The principle of acceleration sensing is simple and reliable: mass inertia according to Newton's second law is the phenomenon that gives people a sense of acceleration.

The basic elements of the accelerometer are the body, the spring and the proof mass. When the speed of the sensor body changes, the mass is forced to follow the change via the spring coupling. A force is needed to change the motion of the proof mass. Due to the force the spring is bent and the distance between the body and the proof mass changes in proportion to the body acceleration.
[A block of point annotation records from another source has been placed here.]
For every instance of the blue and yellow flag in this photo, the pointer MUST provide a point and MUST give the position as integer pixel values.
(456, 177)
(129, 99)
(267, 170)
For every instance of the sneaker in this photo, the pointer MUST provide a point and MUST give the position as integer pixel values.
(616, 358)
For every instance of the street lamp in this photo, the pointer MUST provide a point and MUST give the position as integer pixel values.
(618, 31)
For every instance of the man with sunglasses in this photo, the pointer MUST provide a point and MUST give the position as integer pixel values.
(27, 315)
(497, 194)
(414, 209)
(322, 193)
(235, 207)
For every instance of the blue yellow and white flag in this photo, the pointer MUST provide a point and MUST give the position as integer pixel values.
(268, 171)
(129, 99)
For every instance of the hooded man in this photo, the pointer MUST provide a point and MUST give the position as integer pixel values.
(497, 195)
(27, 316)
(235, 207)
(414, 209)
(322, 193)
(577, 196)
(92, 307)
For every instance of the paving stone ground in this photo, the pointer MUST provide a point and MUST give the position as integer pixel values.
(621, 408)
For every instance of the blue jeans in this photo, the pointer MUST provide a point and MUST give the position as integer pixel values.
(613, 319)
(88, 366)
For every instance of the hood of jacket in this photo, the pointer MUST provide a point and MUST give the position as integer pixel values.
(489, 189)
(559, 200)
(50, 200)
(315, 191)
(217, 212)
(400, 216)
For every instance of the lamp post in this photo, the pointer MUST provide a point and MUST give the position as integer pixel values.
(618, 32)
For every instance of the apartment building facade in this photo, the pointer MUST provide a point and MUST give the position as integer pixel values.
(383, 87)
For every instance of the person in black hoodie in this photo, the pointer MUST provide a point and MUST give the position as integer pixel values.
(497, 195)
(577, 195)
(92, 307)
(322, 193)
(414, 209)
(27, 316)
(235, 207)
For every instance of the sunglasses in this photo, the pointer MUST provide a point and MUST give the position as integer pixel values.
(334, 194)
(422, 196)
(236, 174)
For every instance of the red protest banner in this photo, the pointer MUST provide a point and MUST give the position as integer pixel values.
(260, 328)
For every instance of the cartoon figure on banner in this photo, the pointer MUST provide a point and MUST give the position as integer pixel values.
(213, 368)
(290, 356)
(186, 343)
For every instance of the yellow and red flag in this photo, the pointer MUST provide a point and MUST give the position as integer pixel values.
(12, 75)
The operating principles of sensors differ in how the movement between the body and the mass is detected. In a capacitive sensor the body and the mass are insulated from each other and their capacitance, or charge storage capacity, is measured. As the distance decreases, the capacitance increases and electric current travels towards the sensor; when the distance increases, the opposite occurs. The sensor converts the acceleration of the body into an electric current, charge or voltage.

The superb performance of VTI´s sensors based on capacitive measurement technology makes them highly suitable for detecting small changes in motion. The acceleration sensing elements is made of single crystal silicon and glass. This gives the sensor exceptional reliability, unprecedented accuracy and outstanding stability in terms of time and temperature.

Typically a 1g element can withstand more than 50,000 g of acceleration (1 g = the acceleration caused by the Earth's gravity). The capacitive sensing element measures acceleration in both positive and negative directions and is sensitive to static acceleration as well as vibration.

The core of the VTI low-g accelerometer and inclinometer is a symmetrical, bulk-micromachined acceleration sensing element, which has two sensing capacitors. Symmetry decreases temperature dependence and cross-axis sensitivity, and improves linearity. Hermeticity has been achieved by using anodic bonding to attach the wafers to each other.

This facilitates the packaging of the element, improves reliability and enables the use of gas damping in the sensor element.